2. Facilitating change

A WEM should foster an open and transparent environment where change is possible. They will have experience in gathering information, devising plans and leading initiatives to change the way we do things.

3. Supporting diversity and inclusivity

A WEM should have the ideas and energy to create a positive, supportive, and inclusive culture that encourages employees to feel like they belong.

4. Prioritising employee wellness

A WEM should have an understanding of importance of physical and mental wellness of employees. They’ll develop access to resources and support that will help workers thrive in both their personal and professional lives.

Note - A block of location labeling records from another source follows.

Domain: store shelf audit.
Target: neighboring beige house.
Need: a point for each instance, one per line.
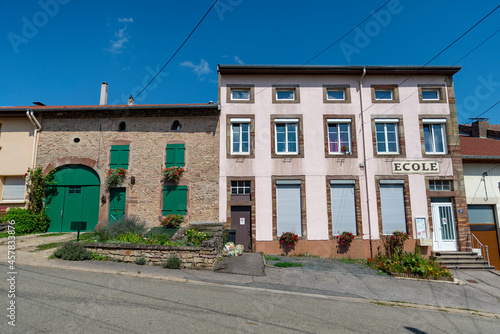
(18, 136)
(319, 150)
(480, 144)
(83, 142)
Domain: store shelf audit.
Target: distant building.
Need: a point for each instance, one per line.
(18, 139)
(480, 144)
(319, 150)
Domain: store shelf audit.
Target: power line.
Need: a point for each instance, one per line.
(178, 49)
(465, 33)
(438, 54)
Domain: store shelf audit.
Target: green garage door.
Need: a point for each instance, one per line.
(75, 197)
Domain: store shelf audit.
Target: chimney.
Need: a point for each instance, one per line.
(480, 129)
(104, 94)
(130, 100)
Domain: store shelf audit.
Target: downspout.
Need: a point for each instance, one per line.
(364, 159)
(38, 127)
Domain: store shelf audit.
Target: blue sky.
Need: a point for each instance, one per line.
(59, 51)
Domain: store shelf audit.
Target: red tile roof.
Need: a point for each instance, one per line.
(480, 147)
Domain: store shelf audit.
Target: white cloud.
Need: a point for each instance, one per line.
(119, 44)
(201, 69)
(238, 60)
(126, 19)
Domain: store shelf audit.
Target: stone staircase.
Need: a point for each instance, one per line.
(462, 260)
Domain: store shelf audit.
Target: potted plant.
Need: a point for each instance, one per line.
(288, 240)
(172, 221)
(345, 238)
(115, 176)
(173, 173)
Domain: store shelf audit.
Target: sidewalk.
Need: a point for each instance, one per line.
(479, 290)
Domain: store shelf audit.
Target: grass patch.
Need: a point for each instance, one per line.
(288, 264)
(271, 258)
(47, 246)
(52, 234)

5. Using data to plan and track strategic change 

A WEM should have an understanding of the digital tools (CAFM, space management, and HR tools) they can use to monitor and measure employee satisfaction.

6. Taking a holistic view

A WEM should be there to support every worker, whether hybrid or office based. They will listen to everyone in the business and drive initiatives that will benefit all.


The Modern Workplace is a Work in Progress 

The needs and demands of employees are changing so fast that it can be difficult to keep track of them. It can be even harder to tell whether we are delivering on those needs - until it is too late and people start to walk. 

The workplace itself needs to be continually monitored for effectiveness, to see how we can tweak and change layout, furniture, and the digital stack to improve our productivity.  

WEMs Will Help us Optimise Workplace Experience in Real Time

Appointing a WEM with a brief to listen to workers, implement change and monitor results will help us create much more dynamic and responsive business cultures in the future. 

These individuals are going to help us optimise the ‘new ways of working’ that we’re inventing in real-time.

Ultimately, they will develop and maintain the culture and buildings which will attract and retain the very best talent.